Whether they’re vegan, vegetarian or someone who eats mindfully, Meatless Mondays will surely move students to lead by example.
The mission of this movement is to encourage people to eliminate meat from their diet, at least on Mondays. The rest of the week should consist of hormone-free meat from animals fed on a vegetarian diet.
Sodexo, Temple’s international food service provider, has joined this nationwide initiative. More than one dozen universities and more than 900 hospitals are current participants, including the Johnson and Hardwick cafeteria.
More vegetarian options and environmentally friendly products will be offered every Monday. The intake of meat and other animal products are not only harmful to one’s health, but detrimental to the earth. Studies show that people who eat meat are more likely to be at risk of high cholesterol, too.
On an even bigger scale, global warming is a serious threat to the environment. Scientists have shown that living a vegetarian or vegan lifestyle is the most efficient way to fight this.
As a vegetarian, I fully support the initiative of this movement. However, vegetarian dishes are usually expensive. As a result, fewer people turn to the vegetarian lifestyle. Unfortunately, it is more convenient and somehow cheaper to buy a hamburger at McDonald’s.
The process of making a hamburger is intense, energy consuming, and in all honesty, cruel. Yet, you can purchase one for approximately $1. In contrast, a black bean burger takes less time and energy to produce, but costs more than twice the amount.
I am sure no one is entirely opposed to eating healthy, so long as the meal follows two guidelines–tasty and affordable.
Andrew Lebo, Sodexo’s marketing director at Temple, said that price will not be an issue.
Students don’t need to worry about the price, Lebo said.
As far as taste is concerned, Lebo urged non-vegetarians to try the vegetarian options.
“You never know what your taste buds may like. It is always a good thing to try new things and you may surprise yourself–you may just like it,” Lebo said.

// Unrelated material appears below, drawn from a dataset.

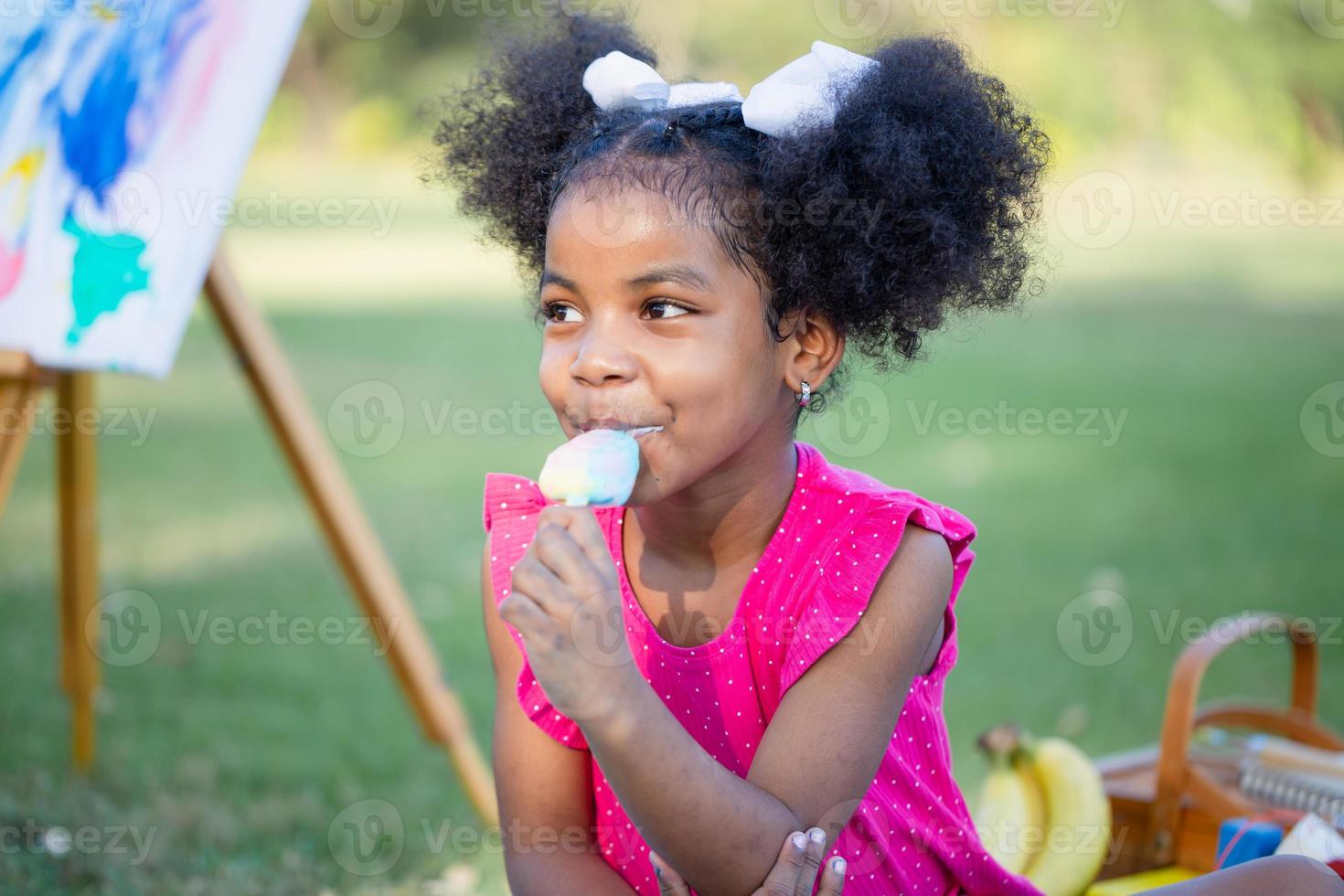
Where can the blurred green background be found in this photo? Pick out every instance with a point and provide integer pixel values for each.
(1194, 262)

Sheila McNally, a senior biology and anthropology major, said this movement is a good idea.
“It builds awareness,” McNally said. “It’s a good way for people who do eat meat to understand the impact of meat production so they can help this issue without changing their entire diets.”
Of course, some people could not imagine a day without meat on their plates, but that’s just it, one day. This slight change can make such an influential and universal difference.
You do not need a “vegetarian starter kit” and there are lots of alternative options to eat other than tofu and salads. In fact, there are brands of food that are just as good, if not better than the “real thing.” All it takes is an open mind.